It's clear that you don't need 2 dimensions (height and age) to be a representative of a particular tree. If you take an another representative $ha=\frac1{\sqrt{2}}(height+age)$, you then need only 1D to represent trees.
Or you can understand that you want to find the most important characteristics of the trees in this statistic. It may be $ha=\frac1{\sqrt{2}}(height+age)$
Or in mathematic, just answer the simple question: Whether we can reduce the number of dimension of the statistic to keep the most accurate properties of the statistic.

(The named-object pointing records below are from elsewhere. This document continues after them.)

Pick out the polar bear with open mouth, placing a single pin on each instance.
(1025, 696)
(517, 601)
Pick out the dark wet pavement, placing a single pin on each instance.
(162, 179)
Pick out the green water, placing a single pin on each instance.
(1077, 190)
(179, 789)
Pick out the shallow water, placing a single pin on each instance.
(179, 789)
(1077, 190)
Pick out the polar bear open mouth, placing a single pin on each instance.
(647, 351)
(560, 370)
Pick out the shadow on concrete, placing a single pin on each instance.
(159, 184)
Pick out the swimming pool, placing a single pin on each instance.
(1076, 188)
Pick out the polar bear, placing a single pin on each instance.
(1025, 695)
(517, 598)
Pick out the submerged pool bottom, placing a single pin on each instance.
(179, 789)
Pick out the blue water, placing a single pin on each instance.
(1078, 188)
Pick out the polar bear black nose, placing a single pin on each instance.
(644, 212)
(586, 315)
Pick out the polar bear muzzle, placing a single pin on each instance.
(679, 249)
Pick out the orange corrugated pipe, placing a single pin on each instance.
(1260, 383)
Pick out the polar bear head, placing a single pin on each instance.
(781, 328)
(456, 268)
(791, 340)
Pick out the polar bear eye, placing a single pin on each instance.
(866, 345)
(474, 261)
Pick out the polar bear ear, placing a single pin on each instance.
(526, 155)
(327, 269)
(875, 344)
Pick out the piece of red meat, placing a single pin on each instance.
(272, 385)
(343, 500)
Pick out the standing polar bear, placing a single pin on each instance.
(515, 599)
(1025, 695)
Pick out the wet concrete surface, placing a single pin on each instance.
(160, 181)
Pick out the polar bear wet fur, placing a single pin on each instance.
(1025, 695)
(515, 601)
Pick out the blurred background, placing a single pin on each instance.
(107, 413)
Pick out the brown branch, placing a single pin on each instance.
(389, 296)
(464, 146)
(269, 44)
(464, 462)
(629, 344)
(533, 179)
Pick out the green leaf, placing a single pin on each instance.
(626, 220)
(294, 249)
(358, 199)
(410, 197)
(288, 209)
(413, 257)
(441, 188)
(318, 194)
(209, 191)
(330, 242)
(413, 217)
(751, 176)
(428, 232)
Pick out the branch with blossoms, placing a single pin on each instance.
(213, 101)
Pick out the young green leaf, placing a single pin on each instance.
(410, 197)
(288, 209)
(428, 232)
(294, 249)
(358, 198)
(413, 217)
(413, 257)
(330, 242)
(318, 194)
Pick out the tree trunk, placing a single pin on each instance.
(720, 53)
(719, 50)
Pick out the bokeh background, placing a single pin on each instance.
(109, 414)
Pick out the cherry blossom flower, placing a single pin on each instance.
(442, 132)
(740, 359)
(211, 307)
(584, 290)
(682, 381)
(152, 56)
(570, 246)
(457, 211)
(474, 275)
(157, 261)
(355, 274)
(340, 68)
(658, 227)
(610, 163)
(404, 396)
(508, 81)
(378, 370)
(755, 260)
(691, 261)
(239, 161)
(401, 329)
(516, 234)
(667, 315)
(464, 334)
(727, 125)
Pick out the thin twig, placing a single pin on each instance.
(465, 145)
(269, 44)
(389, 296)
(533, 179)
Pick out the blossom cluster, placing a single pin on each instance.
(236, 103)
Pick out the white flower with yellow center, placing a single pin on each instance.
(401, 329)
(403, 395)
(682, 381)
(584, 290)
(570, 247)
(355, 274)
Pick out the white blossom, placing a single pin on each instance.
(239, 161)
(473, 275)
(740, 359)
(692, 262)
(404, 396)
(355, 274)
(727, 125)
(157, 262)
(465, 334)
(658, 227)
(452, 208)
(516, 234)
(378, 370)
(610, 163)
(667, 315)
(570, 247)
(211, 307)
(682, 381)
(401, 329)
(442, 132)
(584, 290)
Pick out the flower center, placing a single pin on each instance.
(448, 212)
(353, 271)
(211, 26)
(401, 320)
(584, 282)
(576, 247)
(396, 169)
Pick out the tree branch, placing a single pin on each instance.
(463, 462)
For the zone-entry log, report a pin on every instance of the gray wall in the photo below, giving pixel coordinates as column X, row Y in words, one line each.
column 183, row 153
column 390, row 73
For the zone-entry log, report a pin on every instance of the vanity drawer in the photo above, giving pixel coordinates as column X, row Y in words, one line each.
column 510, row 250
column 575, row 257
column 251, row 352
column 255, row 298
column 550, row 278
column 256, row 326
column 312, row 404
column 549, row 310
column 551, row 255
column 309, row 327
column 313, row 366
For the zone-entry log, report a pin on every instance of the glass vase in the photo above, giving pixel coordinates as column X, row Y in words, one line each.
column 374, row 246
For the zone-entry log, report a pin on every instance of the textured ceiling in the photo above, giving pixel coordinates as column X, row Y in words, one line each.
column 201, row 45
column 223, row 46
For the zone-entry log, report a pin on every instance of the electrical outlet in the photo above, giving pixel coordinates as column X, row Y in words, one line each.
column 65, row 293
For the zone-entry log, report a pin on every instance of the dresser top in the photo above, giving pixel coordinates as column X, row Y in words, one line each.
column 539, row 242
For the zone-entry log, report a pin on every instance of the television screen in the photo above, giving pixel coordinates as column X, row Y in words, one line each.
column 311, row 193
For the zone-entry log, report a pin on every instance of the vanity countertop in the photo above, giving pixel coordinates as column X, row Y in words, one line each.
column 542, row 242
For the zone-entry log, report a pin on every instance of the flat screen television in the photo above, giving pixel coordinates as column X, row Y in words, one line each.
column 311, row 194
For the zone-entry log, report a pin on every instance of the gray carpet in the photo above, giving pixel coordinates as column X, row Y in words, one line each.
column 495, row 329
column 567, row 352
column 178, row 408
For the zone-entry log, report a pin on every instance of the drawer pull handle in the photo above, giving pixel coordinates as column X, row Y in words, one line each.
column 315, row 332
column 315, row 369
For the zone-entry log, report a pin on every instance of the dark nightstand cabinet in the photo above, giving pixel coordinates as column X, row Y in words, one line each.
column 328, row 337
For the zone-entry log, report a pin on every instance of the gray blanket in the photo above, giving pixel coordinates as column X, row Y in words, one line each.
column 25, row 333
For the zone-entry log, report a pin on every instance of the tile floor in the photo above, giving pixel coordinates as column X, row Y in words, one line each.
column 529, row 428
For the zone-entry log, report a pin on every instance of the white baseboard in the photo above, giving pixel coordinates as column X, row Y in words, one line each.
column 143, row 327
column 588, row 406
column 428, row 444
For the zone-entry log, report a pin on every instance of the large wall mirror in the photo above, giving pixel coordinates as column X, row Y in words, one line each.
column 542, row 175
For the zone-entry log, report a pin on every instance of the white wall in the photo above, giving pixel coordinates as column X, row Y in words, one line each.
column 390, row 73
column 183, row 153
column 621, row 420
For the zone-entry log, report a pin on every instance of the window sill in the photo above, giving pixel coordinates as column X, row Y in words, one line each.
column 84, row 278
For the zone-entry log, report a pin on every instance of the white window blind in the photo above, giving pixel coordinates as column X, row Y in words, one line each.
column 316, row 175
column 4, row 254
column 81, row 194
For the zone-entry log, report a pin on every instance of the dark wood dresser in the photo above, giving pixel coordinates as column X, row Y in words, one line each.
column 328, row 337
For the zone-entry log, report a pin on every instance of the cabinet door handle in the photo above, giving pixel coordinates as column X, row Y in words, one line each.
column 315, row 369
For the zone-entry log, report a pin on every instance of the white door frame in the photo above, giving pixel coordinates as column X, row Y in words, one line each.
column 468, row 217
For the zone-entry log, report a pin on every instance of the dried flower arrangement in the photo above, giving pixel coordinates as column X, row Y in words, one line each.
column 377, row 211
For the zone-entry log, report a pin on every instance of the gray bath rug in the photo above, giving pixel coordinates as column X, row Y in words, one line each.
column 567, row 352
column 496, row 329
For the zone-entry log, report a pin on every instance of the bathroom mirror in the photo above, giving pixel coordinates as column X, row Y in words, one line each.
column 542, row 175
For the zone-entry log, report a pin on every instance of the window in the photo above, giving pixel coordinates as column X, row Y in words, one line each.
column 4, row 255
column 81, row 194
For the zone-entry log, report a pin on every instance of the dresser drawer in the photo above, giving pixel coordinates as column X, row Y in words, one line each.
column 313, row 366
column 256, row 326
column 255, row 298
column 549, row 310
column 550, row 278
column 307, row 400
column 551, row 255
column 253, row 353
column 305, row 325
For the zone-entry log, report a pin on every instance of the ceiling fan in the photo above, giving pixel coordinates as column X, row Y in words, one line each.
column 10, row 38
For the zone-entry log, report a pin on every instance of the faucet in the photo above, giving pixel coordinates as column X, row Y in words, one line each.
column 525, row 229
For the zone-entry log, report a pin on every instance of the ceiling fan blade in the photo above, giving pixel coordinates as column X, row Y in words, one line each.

In practical, we have much more dimensions than the above example, in that case, the dimensional reduction is very necessary.
In essential, they are the CHANGE OF BASIS
The old (observed) basis is:
$$B=\begin{bmatrix}b_1\\b_2\\...\\b_m\end{bmatrix}=\begin{bmatrix}1&0&...&0\\0&1&...&0\\...\\0&0&...&1\end{bmatrix}=I$$
We would like to change the basis to another basis by a linear combination:
$$B_P=PB=P$$
The rows of P are a set of new basic vectors.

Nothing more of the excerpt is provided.